In late May, Singtel said underlying net profit for fiscal year 2022 grew 11% year-on-year to S$1.92 billion, mainly due to the turnaround of associate company Bharti Airtel. It recorded a nearly 164% year-over-year jump in consolidated net profit to Rs 2,007.8 crore in the March quarter, its sixth consecutive quarter in the black.

Singtel group CEO Yuen Kuan Moon said in a May 27 statement that its regional partner’s pre-tax contributions increased 21% to S$2.07 billion “driven by Airtel’s double-digit increases in revenue and EBITDA.” , as it kicked off a solid recovery in India and saw continued growth in its African operation.”

In a previous statement to ET, a spokesperson for Singtel had said: “We have been strategic investors in Airtel for decades and it remains a core investment in our international portfolio. We have not hired a bank to investigate such a sale and we will not comment on market speculation. We abide by the market disclosure rules to report all material transactions.”

5G auctions this month

With staggered payouts for spectrum purchases under the new relaxed payment regime offered by the government, analysts expect an initial outlay for buying 5G and other ether to be less than Rs 5,000 crore for operators such as Bharti Airtel and Reliance Jio Infocomm. Motilal Oswal’s pegs the total expenses of Bharti Airtel at Rs 15,000 crore ($2 billion) to Rs 20,000 crore ($2.5 billion) in the upcoming auction. Experts expect Airtel to attract shares – rights or preferential allocations – and debt as it has in the past. The cinder stake sales, many expect, will likely happen at that time.

Last October, Airtel had raised about Rs 5,247 crore as the first tranche of its Rs 21,000 crore rights offering. The remaining Rs 15,753 crore will be raised after the 5G auctions.

Analysts estimate that Airtel’s rights offering requires the Mittal family’s promoters, Singtel and Bharti Enterprises, to contribute approximately Rs 6,661 crore and Rs 5,067 crore, respectively.
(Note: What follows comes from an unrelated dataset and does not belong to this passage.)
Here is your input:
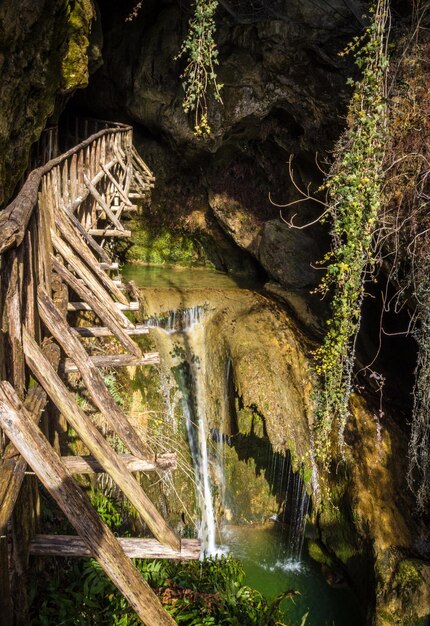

If Singtel does not fully subscribe to its quota of “rights” and its share is transferred and subscribed by Bharti, then the shareholding will also be recalibrated or adjusted, with the same result in favor of the Mittal family.

In 2019, Singtel bought $525 million worth of stock in Airtel, which was in the midst of a fundraiser to increase its balance sheet, amid the need to make regulatory payments and invest in its network to better compete with rival Reliance jio.

Earlier this year, Google agreed to invest $700 million (Rs 5,224.4 crore) from its $10 billion Google for India Digitalization Fund to purchase a 1.28% stake in Bharti Airtel through a preferred issue of shares at Rs 734 each. The remaining $300 million will be used for multiple commercial deals over the next five years, such as Bharti Airtel’s plans to make smartphones more affordable and get about 350 million feature phone users to upgrade to devices that support online access.